For the geekier readers, here’s some stuff you can do:

  • Use NGINX.  Seriously.
  • Use a PHP-FPM pool with a static size – you don’t want lots of processes spawning which chew up your memory and make you start swapping.
  • Make sure you’ve increased OS limits on file handles – the defaults are too low.
  • Don’t have slow MySQL logging turned on.  That can cause a death spiral.
  • Get your SQL queries right.  High load is a good time to monitor the system to spot missing indices – we found one in the email confirmation step.

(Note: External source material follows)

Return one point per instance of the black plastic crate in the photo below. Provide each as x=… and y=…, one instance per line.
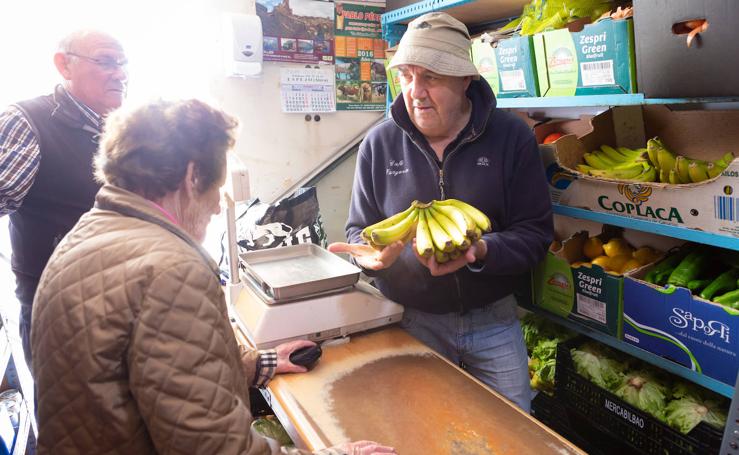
x=549, y=411
x=610, y=414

Here are some other things we’ve learned:

  • It takes people 3 seconds to google.  Watch the screen, watch Google Analytics in real time, and you’ll see it.
  • When there are three different words on the screen, people mostly don’t react.  When there’s just one, boy do they leap on it.
  • Come the commercial break, the people who don’t google immediately start checking out the stuff they heard about in the previous segment.
  • People really do watch the +1 channels.  Who knew?

 

Behind the scenes – server migration

 Warning: this blog entry is a bit geeky. If you’re the kind of person who puts on a polite smile and backs away carefully when people at parties start talking about Linux, then…who am I kidding, who talks about Linux at parties? Oh, that guy over there standing awkwardly on his own in the corner? I see.
 Actually, at Freegle we’d like to reclaim the word ‘geek’. Freegle helps people give away stuff they don’t need to people who do – and this just wouldn’t happen without some IT gubbins in the background, and some committed volunteer geeks trying to keep it going. So geekiness is good, right? Right? Please say yes.
 Anyway, we’ve just migrated our hosting. For the last few years we’ve been with VPS.NET, who have been lovely, and provided us with discounted hosting. Everyone likes a good deal, but Freegle is run on a shoestring – actually we’re saving to buy a shoestring – so this was particularly valuable for us as we found our feet. But we’ve gradually got to the point where we needed to take the next step up. Since the philosophy of Freegle is that you don’t know whether you’ll get something for free until you ask, we asked around, and Bytemark offered us some room ontheir BigV platform. Because we’re a good cause, they’re hosting us for free, and when we were discussing it they haggled us up from what we thought we could ask for without them spluttering to something beefier than we’d hoped. Lovely folk.
So obviously, now I have to big up BigV a bit. But in fact, I don’t need much encouragement. It’ll be a while until we need to scale up to a VM with 180GB of RAM, but it’s still rather nice if you’re looking at higher-end hosting, and you’re prepared to live with an admin side that’s a bit more focussed on CLI than a slick GUI. We particularly like the availability of SSD disks on a VM – that gives your database performance a welcome boost.
Talking of databases, as part of this migration, we switched over to using a Percona XtraDB cluster, and it keeps emailing us in the night to express its gratitude for decent write latency. If you’re still grappling with MySQL master/slave replication, and you’ve not looked into XtraDB, stop reading right now and do so (it’s nearly the end of this post anyway). If you don’t know what master/slave replication is and why you’d grapple with it, it’s a kind of Greco-Roman wrestling.